Seperti dilansir AFP dan Press TV, Sabtu (6/7/2024), juru bicara kantor pusat pemilu Iran, yang berada di bawah Kementerian Dalam Negeri Iran, Mohsen Eslami dalam pernyataannya menyebut penghitungan suara telah selesai dilakukan pada Sabtu (6/7), setelah pemungutan suara digelar sehari sebelumnya.
Hasil penghitungan itu, sebut Eslami, menunjukkan bahwa dari total 30.530.157 suara yang telah dihitung, Pezeshkian memperoleh lebih dari 16 juta suara (tepatnya 16.384.403 suara), sedangkan Jalili meraup lebih dari 13 juta suara (13.538.179 suara).
Selisih suara di antara kedua capres pada akhirnya mencapai lebih dari dua juta suara.
Dengan hasil tersebut, maka menurut Eslami dalam pernyataannya, Pezeshkian telah menang atas Jalili dalam pilpres putaran kedua. Dia akan menjabat sebagai Presiden baru Iran untuk menggantikan mendiang Presiden Ebrahim Raisi.
Data penghitungan akhir itu dirilis otoritas Teheran pada Sabtu (6/7) pagi, sekitar pukul 06.45 waktu setempat. Disebutkan bahwa jumlah partisipasi pemilih dalam putaran kedua mencapai 49,8 persen.
Pilpres Iran digelar lebih awal setelah Raisi meninggal dunia dalam kecelakaan helikopter pada 19 Mei lalu. Pilpres putaran pertama yang digelar pada 28 Juni lalu tercatat sebagai pemilu dengan jumlah pemilih yang rendah.
Pemimpin tertinggi Iran, Ayatollah Ali Khamenei, yang memegang kekuasaan tertinggi di negara itu menyerukan agar jumlah pemilih lebih banyak dalam putaran kedua yang digelar pada Jumat (5/7) kemarin. Dia menekankan pentingnya pemilu untuk Iran.
Pemungutan suara digelar saat meningkatnya ketegangen regional akibat perang Gaza, perselisihan dengan negara-negara Barat terkait program nuklir Iran. dan ketidakpuasan dalam negeri atas kondisi perekonomian Teheran yang terjerat sanksi.

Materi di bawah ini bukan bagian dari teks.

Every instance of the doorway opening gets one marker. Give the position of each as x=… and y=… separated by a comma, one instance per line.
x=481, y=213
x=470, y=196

Putaran pertama, Pezeshkian yang merupakan satu-satunya capres reformis diperbolehkan mencalonkan diri berhasil meraih jumlah suara terbanyak sekitar 42 persen. Sedangkan Jalili berada di urutan kedua dengan sekitar 39 persen suara.
Hanya 40 persen dari total 61 juta pemilih yang memenuhi syarat di Iran yang menggunakan hak suaranya dalam putaran pertama. Angka itu tercatat sebagai jumlah pemilih terendah dalam pilpres Iran sejak Revolusi Islam tahun 1979 silam.
Sosok Pezeshkian yang tidak banyak dikenal, merupakan seorang dokter bedah jantung yang berusia 69 tahun. Sebagai capres reformis, dia menyerukan “hubungan konstruktif” dengan negara-negara Barat untuk menghidupkan kembali perjanjian nuklir guna “mengeluarkan Iran dari isolasi”.
Dia didukung oleh mantan Presiden Mohammad Khatami dan mantan Presiden Hassan Rouhani yang beraliran moderat.
Sementara Jalili yang berusia 58 tahun merupakan mantan perunding nuklir Iran yang dikenal luas karena sikapnya yang anti-Barat. Selama kampanye, dia mengumpulkan banyak pendukung garis keras dan mendapat dukungan dari tokoh-tokoh konservatif Iran.